# Miata vs. Alfa Spider



## The Roadstergal (Sep 7, 2002)

Well, this isn't a vs. in the sense of an automotive purchasing standpoint. They're different cars from different eras. But the Miata is a descendant of classic roadsters like the Alfa, and so both the '74 Alfa's owner (Greg, an E30 owner from our local club) and I were interested in how they compared.

Both cars have had a lot of work done on them, so this isn't a stock-to-stock comparison. Although we both have done suspension and engine work, my suspension has been more worked-over than his, and his engine more worked-over than mine.

Initial impressions from sitting in the thing - it's a marvelously comfy little car. It has a low beltline that allows me to put my arm on the sill (something the Miata preserved and many current roadsters have not). The wheel is real wood, silky-smooth to the fingers.
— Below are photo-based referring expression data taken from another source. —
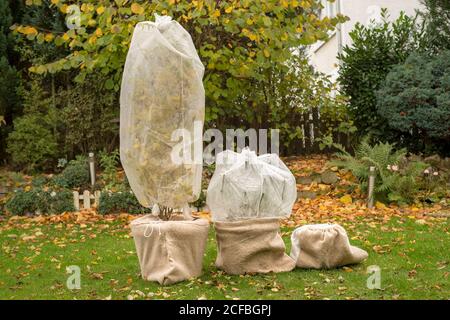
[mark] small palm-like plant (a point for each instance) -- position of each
(382, 156)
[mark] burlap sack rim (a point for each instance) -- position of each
(168, 255)
(325, 227)
(285, 263)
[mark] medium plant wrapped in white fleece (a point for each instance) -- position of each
(162, 91)
(246, 186)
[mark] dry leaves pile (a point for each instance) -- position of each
(333, 203)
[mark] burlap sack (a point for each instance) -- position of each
(323, 246)
(169, 251)
(253, 245)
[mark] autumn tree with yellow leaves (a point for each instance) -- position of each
(246, 46)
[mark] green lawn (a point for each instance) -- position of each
(414, 260)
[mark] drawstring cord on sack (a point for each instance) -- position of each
(151, 224)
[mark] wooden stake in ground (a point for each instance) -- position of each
(92, 167)
(371, 187)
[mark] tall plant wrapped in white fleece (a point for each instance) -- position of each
(246, 186)
(162, 93)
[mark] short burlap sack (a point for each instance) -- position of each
(251, 246)
(169, 251)
(323, 246)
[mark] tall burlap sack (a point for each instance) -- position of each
(323, 246)
(169, 251)
(253, 245)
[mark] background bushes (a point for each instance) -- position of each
(366, 63)
(414, 100)
(75, 174)
(119, 202)
(40, 201)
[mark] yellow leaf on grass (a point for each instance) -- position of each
(380, 205)
(100, 10)
(48, 37)
(136, 8)
(347, 199)
(29, 30)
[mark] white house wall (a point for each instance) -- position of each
(323, 56)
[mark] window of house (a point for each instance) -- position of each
(329, 9)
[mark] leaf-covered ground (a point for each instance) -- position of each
(410, 245)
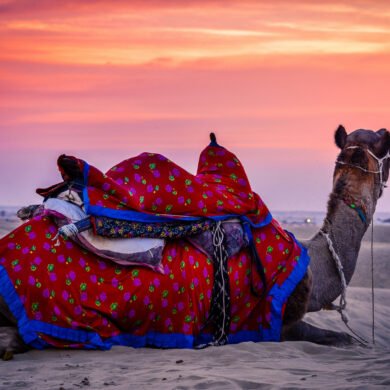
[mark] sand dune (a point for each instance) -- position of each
(289, 365)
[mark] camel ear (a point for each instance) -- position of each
(385, 135)
(340, 137)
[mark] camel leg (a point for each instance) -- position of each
(10, 341)
(6, 317)
(302, 331)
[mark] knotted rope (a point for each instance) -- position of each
(220, 300)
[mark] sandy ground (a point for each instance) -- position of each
(289, 365)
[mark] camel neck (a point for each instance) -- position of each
(346, 229)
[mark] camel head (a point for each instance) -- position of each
(362, 167)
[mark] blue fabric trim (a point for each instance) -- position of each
(137, 216)
(280, 294)
(30, 329)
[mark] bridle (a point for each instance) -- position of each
(380, 163)
(343, 302)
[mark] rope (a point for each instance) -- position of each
(343, 297)
(220, 301)
(65, 231)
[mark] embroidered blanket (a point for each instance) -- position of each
(65, 296)
(151, 188)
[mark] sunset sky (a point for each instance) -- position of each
(106, 80)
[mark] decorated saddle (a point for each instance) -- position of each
(67, 292)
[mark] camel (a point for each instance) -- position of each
(361, 172)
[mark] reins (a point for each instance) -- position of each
(343, 301)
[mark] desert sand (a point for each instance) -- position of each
(287, 365)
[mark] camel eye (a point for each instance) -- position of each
(359, 157)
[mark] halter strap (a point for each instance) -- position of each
(379, 161)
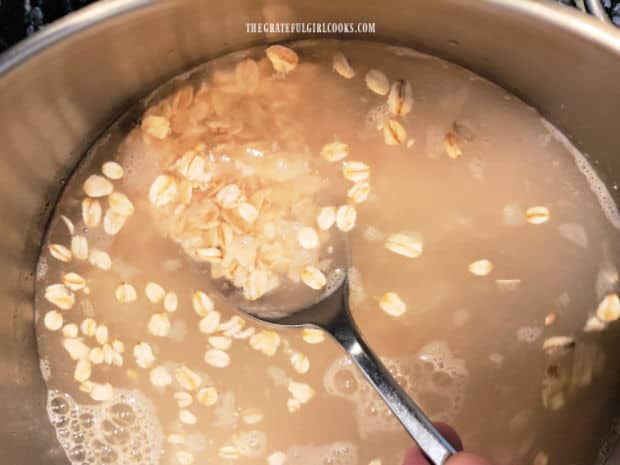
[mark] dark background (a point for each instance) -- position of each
(21, 18)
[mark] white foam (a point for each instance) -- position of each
(528, 334)
(42, 268)
(251, 443)
(336, 453)
(597, 186)
(435, 378)
(357, 292)
(122, 430)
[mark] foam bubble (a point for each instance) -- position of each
(606, 280)
(528, 334)
(376, 116)
(574, 233)
(251, 443)
(435, 378)
(357, 292)
(336, 453)
(46, 370)
(42, 268)
(122, 430)
(597, 186)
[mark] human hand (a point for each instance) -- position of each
(416, 457)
The seats are plush, cushy leather. The gauges are huge and hooded (the Z4 gauges look like they were taken right off of these). On the con side, the seats don't have the bolstering of even the stock Miata seats, the shifter has throws that put 5th in the passenger's lap, and I felt a little nervous with only a lap belt. The A-pillar doesn't guide wind over the top of the cabin as well as the Miata's.
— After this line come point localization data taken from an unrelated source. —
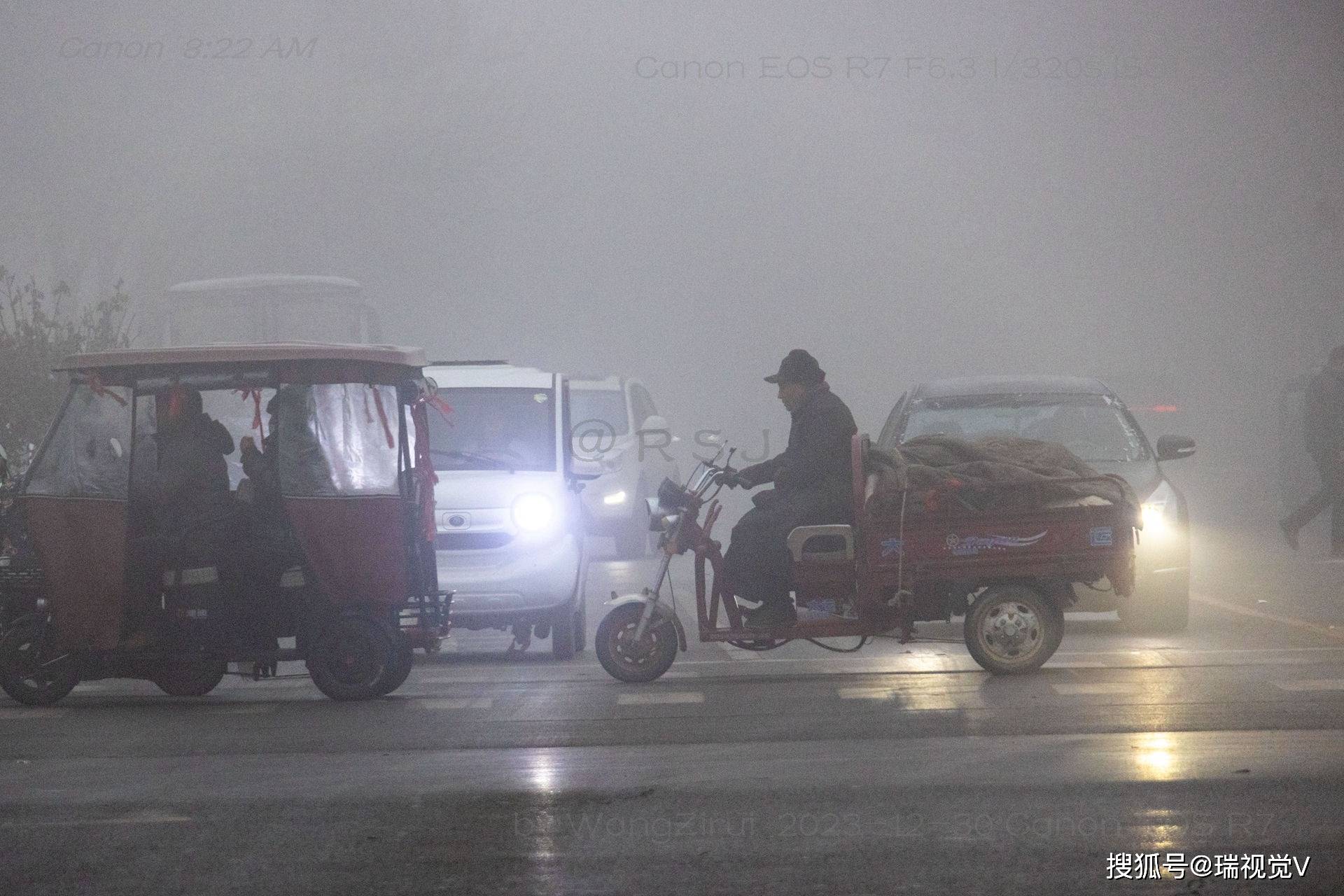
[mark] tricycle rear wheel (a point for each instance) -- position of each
(402, 663)
(626, 659)
(24, 676)
(1012, 629)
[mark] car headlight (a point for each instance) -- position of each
(1161, 512)
(534, 512)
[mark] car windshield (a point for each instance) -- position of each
(493, 429)
(1092, 426)
(598, 410)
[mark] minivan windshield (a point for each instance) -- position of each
(1092, 426)
(493, 429)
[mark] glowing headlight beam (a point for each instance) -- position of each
(534, 512)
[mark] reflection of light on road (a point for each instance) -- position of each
(542, 774)
(1158, 830)
(1155, 757)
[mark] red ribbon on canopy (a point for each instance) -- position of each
(382, 415)
(254, 394)
(94, 384)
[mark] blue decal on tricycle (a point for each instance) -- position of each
(974, 545)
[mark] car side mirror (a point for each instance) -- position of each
(1174, 448)
(655, 424)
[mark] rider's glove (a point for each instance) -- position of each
(733, 480)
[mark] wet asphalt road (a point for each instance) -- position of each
(901, 769)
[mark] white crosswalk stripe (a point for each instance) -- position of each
(1096, 688)
(454, 703)
(1312, 684)
(659, 697)
(31, 715)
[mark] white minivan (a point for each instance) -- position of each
(510, 540)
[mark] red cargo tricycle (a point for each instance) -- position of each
(331, 548)
(1008, 571)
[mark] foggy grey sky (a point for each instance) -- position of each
(505, 183)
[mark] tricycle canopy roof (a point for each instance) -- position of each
(293, 362)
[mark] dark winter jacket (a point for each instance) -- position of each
(1324, 418)
(191, 463)
(818, 456)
We took a little twisty drive. In the straights, the spider is well-composed and very comfy to ride. In the turns, its light weight is a definite advantage. It doesn't have the communicativeness of the Miata, though, and when it came time to stop - it doesn't have the brakes, either. It doesn't have modern emissions controls, so, to put it bluntly, it smells. It also backfires a little if you pull off of throttle abruptly.

In trunk space, it has me beaten easily. The long back end is almost all trunk.

It's rather cool to look at one of your ancestors, if you will, to see where you've come from. The Alfa has class, in spades. It's cool to see how well its suspension and rideability have kept, over the years. I think the Miata is a more than worthy successor, but you have to give the Alfa a lot of credit for what it was, and the classy machine it still is.


----------



## The Roadstergal (Sep 7, 2002)

More comparison. Sorry for the blurries.


----------



## The Roadstergal (Sep 7, 2002)

Exterior.


----------



## The Roadstergal (Sep 7, 2002)

I had to get a picture of "small car parking."


----------



## gojira-san (Mar 1, 2004)

Very nice writeup! Alfas are lovely cars; the look of the car (even with those "federalized" bumpers), and the sound of the engine winding up is great too!

Next you need to do a comparo of your Miata with a S2 Lotus Elan (which I always think of when I see the original Miata) :thumbup:


----------



## pdz (Nov 17, 2002)

what got me hooked on cars as a kid was a country ride in a spyder veloce in the amish area outside of lancaster, pa.

i love those cars. great on oil, too.

something like 1000 miles to the gallon?


----------



## Alex Baumann (Dec 19, 2001)

Cool pictures. 

Gotta love the Personal. Nardi is my other favorite, when it comes to classic steering wheels.


----------



## TeamM3 (Dec 24, 2002)

I'm surprised it's still in one piece, another con is they don't have the corrosion protection of todays vehicles, most rot from the inside out

certainly not as reliable or maintenance free either


----------